Tuesday, August 31, 2010

"How to fix Social Security in one graph"

That's how Ezra Klein describes the graph over there, which he gets from the Center on Budget and Policy Priorities.

The CBPP explains, based on an August 2010 report by the Social Security Board of Trustees:

The 75-year Social Security shortfall is about the same size as the cost, over that period, of extending the 2001 and 2003 tax cuts for the richest 2 percent of Americans (those with incomes above $250,000 a year). Members of Congress cannot simultaneously claim that the tax cuts for people at the top are affordable while the Social Security shortfall constitutes a dire fiscal threat.
Here are a few more points from the report, again summarized by the CBPP:
• The trustees continue to estimate that the trust funds will be exhausted in 2037— the same date that they forecast in last year’s report.

• Even after 2037, Social Security could pay more than three-fourths of scheduled benefits using its annual tax income. Those who fear that Social Security won’t be around when today’s young workers retire misunderstand the trustees’ projections.

• The program’s shortfall is relatively modest, amounting to 0.7 percent of Gross Domestic Product (GDP) over the next 75 years (and 1.4 percent of GDP in 2084). A mix of tax increases and benefit modifications — carefully crafted to shield recipients of limited means, potentially make benefits more adequate for the neediest beneficiaries, and give ample notice to all participants — could put the program on a sound footing indefinitely.


Jason (the commenter) said...

Megan McArdle has already shot that down.

Another program that was going to pay for itself.

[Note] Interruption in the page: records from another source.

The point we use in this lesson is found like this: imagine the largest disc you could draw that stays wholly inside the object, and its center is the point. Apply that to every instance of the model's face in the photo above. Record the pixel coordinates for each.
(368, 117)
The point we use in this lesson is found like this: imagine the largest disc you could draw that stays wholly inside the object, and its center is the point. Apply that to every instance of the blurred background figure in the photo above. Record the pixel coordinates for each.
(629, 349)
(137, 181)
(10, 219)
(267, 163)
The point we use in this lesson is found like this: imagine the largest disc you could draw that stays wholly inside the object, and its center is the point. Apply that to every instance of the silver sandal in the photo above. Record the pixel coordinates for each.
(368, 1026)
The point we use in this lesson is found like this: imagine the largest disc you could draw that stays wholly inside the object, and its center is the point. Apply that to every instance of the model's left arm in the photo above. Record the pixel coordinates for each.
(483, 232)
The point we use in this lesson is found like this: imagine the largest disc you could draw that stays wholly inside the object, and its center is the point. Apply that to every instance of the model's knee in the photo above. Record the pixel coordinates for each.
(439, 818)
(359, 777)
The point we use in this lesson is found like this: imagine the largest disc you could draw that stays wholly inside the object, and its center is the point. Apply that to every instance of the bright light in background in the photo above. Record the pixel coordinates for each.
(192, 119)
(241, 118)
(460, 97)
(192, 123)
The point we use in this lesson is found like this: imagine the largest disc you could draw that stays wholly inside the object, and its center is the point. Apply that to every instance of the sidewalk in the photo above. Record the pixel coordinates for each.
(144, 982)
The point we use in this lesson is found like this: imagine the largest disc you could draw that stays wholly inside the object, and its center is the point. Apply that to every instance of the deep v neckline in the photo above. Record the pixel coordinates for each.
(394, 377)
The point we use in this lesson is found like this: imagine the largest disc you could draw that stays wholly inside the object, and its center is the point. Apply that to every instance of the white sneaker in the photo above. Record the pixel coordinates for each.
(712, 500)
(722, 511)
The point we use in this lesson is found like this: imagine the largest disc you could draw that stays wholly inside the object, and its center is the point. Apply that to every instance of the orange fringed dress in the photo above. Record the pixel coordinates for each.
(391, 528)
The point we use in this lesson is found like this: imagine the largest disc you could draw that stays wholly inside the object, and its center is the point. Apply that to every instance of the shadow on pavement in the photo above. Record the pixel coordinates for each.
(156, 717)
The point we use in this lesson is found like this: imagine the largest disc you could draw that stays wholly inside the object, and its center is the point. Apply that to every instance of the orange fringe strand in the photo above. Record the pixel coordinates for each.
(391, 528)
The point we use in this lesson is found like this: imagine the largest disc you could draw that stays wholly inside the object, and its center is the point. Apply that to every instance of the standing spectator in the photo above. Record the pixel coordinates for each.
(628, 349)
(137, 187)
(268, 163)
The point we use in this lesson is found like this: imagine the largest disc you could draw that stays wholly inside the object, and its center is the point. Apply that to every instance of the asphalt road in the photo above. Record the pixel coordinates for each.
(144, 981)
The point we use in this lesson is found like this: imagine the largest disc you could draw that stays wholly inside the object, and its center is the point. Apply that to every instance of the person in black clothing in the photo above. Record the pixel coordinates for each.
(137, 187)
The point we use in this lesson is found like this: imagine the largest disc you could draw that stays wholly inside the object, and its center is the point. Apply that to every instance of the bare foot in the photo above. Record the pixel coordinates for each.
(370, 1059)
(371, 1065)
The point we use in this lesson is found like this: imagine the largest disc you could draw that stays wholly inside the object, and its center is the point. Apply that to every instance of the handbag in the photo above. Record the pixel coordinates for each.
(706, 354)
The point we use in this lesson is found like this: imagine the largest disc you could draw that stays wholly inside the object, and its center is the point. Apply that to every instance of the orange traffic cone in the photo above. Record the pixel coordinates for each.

John Althouse Cohen said...

A commenter on McArdle's post explains:

The argument is not that we can "pay for" the Social Security shortfall by letting the tax cuts expire. In fact, we don't gain any money at all by letting the tax cuts expire, because they are already expiring, and current revenue projections assume that they will expire. Rather, if we choose to extend the tax cuts it will cost money.

The point is simply that the two numbers are of a similar order of magnitude. If you're the type of person who thinks the size of the Social Security shortfall is a big problem, then you shouldn't be sanguine about the cost of extending the tax cuts for the rich. That's the point. The agenda is to remind people that extending those tax cuts for upper-income taxpayers is not just some trivial act of charity.

On a separate note, I think I'm missing the point of your statement: "For starters, the 0.7% of GDP that it covers only matches the shortfall for a brief period, at least according to the Social Security Trustees report. " The "brief period" appears to be 75 years.

Jason (the commenter) said...

Nice comment Steve M, but it doesn't fit with the title of JAC or Ezra Klein's posts at all.